Elaborar e disponibilizar até dia 31 de Março de cada ano um Relatório sobre o Estado do Sector dos Resíduos em Portugal que contenha informação quer no que concerne aos resíduos urbanos, quer aos resíduos não urbanos, discretizado por sistema e/ou operador de gestão de resíduos, permitindo conhecer as tipologias de resíduos que são geridos em cada sistema, as respectivas origens e destinos, desempenho do sistema e capacidade instalada remanescente.

Estabelecer um plano nacional de inspecção e controlo de todas as instalações de valorização, tratamento e eliminação de resíduos existentes em Portugal garantindo que todas são objecto de pelo menos uma auditoria técnica e operacional por ano, promovida pela entidade pública que tutela o sector.

Desenvolver e implementar um plano de correcção de não conformidades detectadas em cada um dos sistemas de gestão objecto de inspecção e de seguimento das medidas adoptadas para a resolução dos problemas ambientais e sociais identificados.

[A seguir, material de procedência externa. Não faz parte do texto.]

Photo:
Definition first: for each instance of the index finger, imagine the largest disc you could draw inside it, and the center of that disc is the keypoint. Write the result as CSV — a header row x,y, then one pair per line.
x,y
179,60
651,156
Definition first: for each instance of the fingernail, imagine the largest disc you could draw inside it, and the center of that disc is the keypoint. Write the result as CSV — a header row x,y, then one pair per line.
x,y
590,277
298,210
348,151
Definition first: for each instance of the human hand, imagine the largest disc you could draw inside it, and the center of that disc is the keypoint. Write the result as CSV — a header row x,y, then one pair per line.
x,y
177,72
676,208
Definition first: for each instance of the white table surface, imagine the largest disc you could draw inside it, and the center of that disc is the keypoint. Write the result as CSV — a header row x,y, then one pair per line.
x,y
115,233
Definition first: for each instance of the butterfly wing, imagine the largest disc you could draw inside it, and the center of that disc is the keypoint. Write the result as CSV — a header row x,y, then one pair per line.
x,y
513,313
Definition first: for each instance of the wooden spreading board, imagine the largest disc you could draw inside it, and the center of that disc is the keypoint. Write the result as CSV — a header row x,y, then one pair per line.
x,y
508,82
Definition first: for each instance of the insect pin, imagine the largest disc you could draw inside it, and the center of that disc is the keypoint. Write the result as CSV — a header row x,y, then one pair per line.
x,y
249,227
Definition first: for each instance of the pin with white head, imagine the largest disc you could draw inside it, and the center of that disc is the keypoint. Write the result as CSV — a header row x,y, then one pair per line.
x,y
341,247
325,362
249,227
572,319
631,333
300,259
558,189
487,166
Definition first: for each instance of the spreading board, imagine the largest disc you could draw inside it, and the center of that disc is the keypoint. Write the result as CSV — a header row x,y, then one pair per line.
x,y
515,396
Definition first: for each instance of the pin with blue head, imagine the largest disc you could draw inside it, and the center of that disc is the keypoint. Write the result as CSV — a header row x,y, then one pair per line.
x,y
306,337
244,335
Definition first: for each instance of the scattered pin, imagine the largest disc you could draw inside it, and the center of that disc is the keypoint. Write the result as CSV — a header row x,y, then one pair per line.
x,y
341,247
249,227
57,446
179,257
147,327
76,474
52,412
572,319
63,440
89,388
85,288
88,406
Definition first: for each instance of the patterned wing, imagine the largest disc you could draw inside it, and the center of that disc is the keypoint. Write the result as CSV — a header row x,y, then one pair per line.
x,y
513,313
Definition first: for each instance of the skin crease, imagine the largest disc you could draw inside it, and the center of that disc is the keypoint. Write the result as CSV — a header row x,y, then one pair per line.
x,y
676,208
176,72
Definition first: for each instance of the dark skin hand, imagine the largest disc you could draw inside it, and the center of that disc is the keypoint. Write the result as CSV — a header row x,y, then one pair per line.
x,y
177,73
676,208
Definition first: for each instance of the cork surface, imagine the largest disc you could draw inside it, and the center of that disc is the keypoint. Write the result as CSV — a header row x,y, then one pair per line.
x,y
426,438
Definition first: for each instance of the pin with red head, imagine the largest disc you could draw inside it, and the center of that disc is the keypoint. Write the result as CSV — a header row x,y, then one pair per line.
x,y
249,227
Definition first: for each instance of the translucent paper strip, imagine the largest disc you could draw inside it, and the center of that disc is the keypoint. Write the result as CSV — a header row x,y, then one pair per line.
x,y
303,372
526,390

Desenvolver e implementar um mecanismo destinado a garantir a concretização e seguimento das medidas correctivas estabelecidas nas auditorias realizadas nos casos das instalações que reiteradamente não tenham dado cumprimento às mesmas, mediante a colocação de técnicos designados pela entidade pública que tutela o setor, capazes de dar cumprimento às medidas estabelecidas, com os respectivos custos a serem suportados pela entidade gestora em incumprimento.

Estabelecer a obrigatoriedade de realizar estudos de dispersão de odores para a área envolvente de cada instalação de tratamento, valorização e eliminação de resíduos que sejam alvo de queixas por parte das populações, envolvendo a caracterização das respectivas emissões e a sua posterior dispersão atmosférica, identificando a área de afectação e incluindo a apresentação de medidas correctivas e de minimização de incomodidade nos casos que se justifiquem.

Condicionar a autorização de importação de resíduos destinados a eliminação por deposição em aterro, de forma a permitir prolongar a vida útil dos aterros existentes em Portugal.